At the Bristol Robotics Laboratory in south-west England, dozens of tiny metal machines are poised to dance over a shiny white surface in "swarming" experiments to track how they organise themselves and work together. The scene at the European Union-funded facility is an attempt to compete with the US and China in artificial intelligence (AI). The European Commission wants to create a network of hundreds of so-called Digital Innovation Hubs like the one in Bristol. The aim is to help Europe's companies and scientists work together to boost research and the take-up of new technologies among the thousands of small and medium-sized companies that form the backbone of the economy.

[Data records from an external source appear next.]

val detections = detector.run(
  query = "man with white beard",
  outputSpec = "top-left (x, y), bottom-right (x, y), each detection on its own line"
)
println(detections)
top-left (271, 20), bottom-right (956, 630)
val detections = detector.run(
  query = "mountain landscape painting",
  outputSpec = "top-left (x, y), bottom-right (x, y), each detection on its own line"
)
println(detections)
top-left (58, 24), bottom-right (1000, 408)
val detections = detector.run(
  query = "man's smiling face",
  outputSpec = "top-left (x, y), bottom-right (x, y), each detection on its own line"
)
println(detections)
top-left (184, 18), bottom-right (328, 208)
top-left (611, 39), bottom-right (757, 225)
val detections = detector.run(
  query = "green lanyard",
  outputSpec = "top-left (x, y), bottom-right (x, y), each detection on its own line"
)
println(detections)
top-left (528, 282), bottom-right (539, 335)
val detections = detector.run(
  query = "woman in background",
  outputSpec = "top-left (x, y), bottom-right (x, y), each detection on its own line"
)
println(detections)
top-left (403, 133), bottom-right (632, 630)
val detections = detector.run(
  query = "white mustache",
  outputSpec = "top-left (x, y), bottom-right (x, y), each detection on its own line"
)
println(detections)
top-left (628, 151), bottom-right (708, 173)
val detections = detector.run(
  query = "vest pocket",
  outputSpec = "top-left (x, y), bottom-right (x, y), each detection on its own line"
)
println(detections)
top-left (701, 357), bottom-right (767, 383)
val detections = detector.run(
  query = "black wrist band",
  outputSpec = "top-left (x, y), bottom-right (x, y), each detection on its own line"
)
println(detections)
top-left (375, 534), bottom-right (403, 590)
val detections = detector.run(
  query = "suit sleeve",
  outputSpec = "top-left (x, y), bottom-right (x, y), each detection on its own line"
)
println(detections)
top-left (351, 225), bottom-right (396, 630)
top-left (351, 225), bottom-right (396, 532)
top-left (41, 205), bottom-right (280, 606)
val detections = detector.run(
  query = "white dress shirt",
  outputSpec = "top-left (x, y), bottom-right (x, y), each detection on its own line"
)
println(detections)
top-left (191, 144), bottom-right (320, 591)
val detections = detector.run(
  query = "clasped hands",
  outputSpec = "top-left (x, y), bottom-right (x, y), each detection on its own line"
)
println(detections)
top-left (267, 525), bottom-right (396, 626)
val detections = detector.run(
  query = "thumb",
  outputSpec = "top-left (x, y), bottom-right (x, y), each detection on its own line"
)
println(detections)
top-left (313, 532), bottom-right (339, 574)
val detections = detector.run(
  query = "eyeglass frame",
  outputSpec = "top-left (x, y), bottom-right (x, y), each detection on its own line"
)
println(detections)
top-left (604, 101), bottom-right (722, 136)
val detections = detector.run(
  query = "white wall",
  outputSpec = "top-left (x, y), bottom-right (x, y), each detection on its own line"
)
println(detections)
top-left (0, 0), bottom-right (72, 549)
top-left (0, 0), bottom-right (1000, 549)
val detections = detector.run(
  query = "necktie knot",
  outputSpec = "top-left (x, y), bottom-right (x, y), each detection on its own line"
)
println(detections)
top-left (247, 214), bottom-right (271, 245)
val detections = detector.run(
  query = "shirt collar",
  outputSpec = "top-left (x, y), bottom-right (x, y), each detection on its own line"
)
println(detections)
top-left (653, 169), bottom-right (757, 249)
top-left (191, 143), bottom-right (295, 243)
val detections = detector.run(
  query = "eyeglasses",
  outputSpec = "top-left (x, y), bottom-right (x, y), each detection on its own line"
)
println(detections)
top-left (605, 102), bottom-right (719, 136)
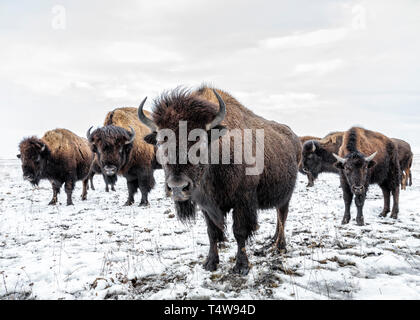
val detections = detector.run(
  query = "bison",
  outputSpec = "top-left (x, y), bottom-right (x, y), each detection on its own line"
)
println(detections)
top-left (334, 127), bottom-right (400, 226)
top-left (391, 138), bottom-right (413, 190)
top-left (89, 154), bottom-right (117, 192)
top-left (299, 136), bottom-right (321, 187)
top-left (87, 108), bottom-right (157, 206)
top-left (302, 132), bottom-right (343, 185)
top-left (139, 86), bottom-right (301, 275)
top-left (18, 129), bottom-right (93, 205)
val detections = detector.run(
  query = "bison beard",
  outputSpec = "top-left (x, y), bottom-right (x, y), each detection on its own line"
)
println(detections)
top-left (138, 86), bottom-right (302, 275)
top-left (175, 200), bottom-right (197, 222)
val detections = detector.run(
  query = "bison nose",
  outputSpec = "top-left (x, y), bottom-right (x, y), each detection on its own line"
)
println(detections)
top-left (166, 177), bottom-right (193, 201)
top-left (353, 186), bottom-right (365, 194)
top-left (104, 166), bottom-right (117, 176)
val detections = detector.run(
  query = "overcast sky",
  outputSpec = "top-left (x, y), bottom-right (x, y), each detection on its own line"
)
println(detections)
top-left (0, 0), bottom-right (420, 158)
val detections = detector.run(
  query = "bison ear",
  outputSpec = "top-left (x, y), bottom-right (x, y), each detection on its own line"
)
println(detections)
top-left (368, 160), bottom-right (376, 169)
top-left (144, 131), bottom-right (157, 146)
top-left (334, 162), bottom-right (344, 170)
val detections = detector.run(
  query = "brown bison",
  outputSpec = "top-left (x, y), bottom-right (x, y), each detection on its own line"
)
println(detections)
top-left (139, 86), bottom-right (301, 275)
top-left (18, 129), bottom-right (93, 205)
top-left (299, 136), bottom-right (321, 187)
top-left (391, 138), bottom-right (413, 190)
top-left (87, 108), bottom-right (157, 206)
top-left (301, 132), bottom-right (344, 185)
top-left (334, 127), bottom-right (400, 226)
top-left (89, 154), bottom-right (117, 192)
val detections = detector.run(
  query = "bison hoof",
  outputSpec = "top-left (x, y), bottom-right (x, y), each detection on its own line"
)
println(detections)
top-left (276, 245), bottom-right (287, 254)
top-left (232, 263), bottom-right (249, 276)
top-left (139, 200), bottom-right (149, 207)
top-left (356, 217), bottom-right (365, 226)
top-left (203, 259), bottom-right (219, 272)
top-left (379, 210), bottom-right (389, 218)
top-left (341, 216), bottom-right (350, 224)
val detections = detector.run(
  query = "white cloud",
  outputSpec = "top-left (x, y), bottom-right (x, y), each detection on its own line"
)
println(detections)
top-left (295, 59), bottom-right (344, 75)
top-left (260, 28), bottom-right (350, 49)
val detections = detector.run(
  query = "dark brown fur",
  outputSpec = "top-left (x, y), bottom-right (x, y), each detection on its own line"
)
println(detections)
top-left (391, 138), bottom-right (413, 190)
top-left (18, 129), bottom-right (93, 205)
top-left (302, 132), bottom-right (344, 185)
top-left (146, 86), bottom-right (301, 274)
top-left (90, 108), bottom-right (157, 205)
top-left (89, 153), bottom-right (117, 192)
top-left (337, 127), bottom-right (400, 225)
top-left (299, 136), bottom-right (321, 187)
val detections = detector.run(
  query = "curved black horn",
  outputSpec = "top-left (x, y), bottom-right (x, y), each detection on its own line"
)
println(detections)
top-left (125, 127), bottom-right (136, 144)
top-left (138, 97), bottom-right (157, 132)
top-left (86, 126), bottom-right (93, 141)
top-left (206, 89), bottom-right (226, 130)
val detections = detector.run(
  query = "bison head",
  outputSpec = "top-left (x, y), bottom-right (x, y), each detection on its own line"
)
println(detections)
top-left (333, 152), bottom-right (377, 195)
top-left (138, 90), bottom-right (226, 204)
top-left (87, 125), bottom-right (136, 180)
top-left (17, 137), bottom-right (50, 185)
top-left (302, 140), bottom-right (322, 179)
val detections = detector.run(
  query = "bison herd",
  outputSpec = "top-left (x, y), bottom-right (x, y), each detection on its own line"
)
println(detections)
top-left (18, 86), bottom-right (413, 275)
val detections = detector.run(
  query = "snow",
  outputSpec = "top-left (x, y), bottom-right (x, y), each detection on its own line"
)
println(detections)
top-left (0, 157), bottom-right (420, 299)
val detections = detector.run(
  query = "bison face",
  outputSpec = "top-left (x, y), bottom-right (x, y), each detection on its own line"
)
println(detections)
top-left (17, 141), bottom-right (49, 186)
top-left (302, 140), bottom-right (322, 179)
top-left (334, 152), bottom-right (376, 195)
top-left (87, 126), bottom-right (136, 179)
top-left (138, 91), bottom-right (226, 203)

"The idea is that all these nodes will connect and communicate with each other, maximising the impact of the technologies and expertise they develop," says Farid Dailami, an associate professor who runs the prototype hub in Bristol, which connects researchers and funding with companies that need robotics. Europe already has two of the world's largest robotics companies, ABB of Switzerland and Germany's Kuka. Yet it has no vast internet platforms on the scale of Google or China's Tencent Holdings to hoover up the data that underlie many current technological advances in AI.
The American and Chinese tech giants also have deeper pockets, allowing them not only to fund expensive research, but also to scoop up successful European start-ups. Kuka was bought by a Chinese company while Google acquired the UK’s budding AI star, DeepMind.
One problem is that despite efforts to build a digital single market, the EU’s 500 million-strong population is divided among 28 nations. Universities, funding and other networks that underpin research are disjointed.
China and its companies, by contrast, can mine the data of 1.4 billion potential customers in one market. Facebook alone has more than two billion users worldwide.
‘Fierce international competition’
“Fierce international competition requires coordinated action for the EU to be at the forefront of AI development,” Andrus Ansip, the European Commission’s vice-president for the digital single market, said in a statement announcing the EU initiative. That situation is only likely to get worse after the UK leaves the EU next year.
Dailami says he had been told to continue business as usual for now, but it isn’t clear that EU funding will be able to add UK laboratories to its new network. Commission officials point to a vibrant European research environment, but worry when it comes to monetising those ideas. One example is mobile phones. European companies took an early lead, only to get locked out of the smartphone industry as non-European operating systems – Android and IOS – became industry standards. Of the more than 230 $1 billion-plus start-ups known as unicorns worldwide – the Googles and Tencents of the future – the EU has just 26, and half of those are in the UK. China, meanwhile, has 65 unicorns and the US 115.
The Commission’s solution is to inject more money to spur €20 billion of extra research funds for AI across the bloc: more vocational training; cheaper rights for companies to reuse the big data that Europe’s highly developed public sector collects through health, transport and other services; and a new network of research and business outreach hubs, modelled on Dailami’s operation in Bristol. The robotics facility is attached to the University of the West of England. Projects from the warehouse-style space include Tactips, a technology enabling robots to know what they are touching, and a robot Dailami’s team put together for a milk company. It can “see” and remove unwanted duckweed from cow pastures, boosting production.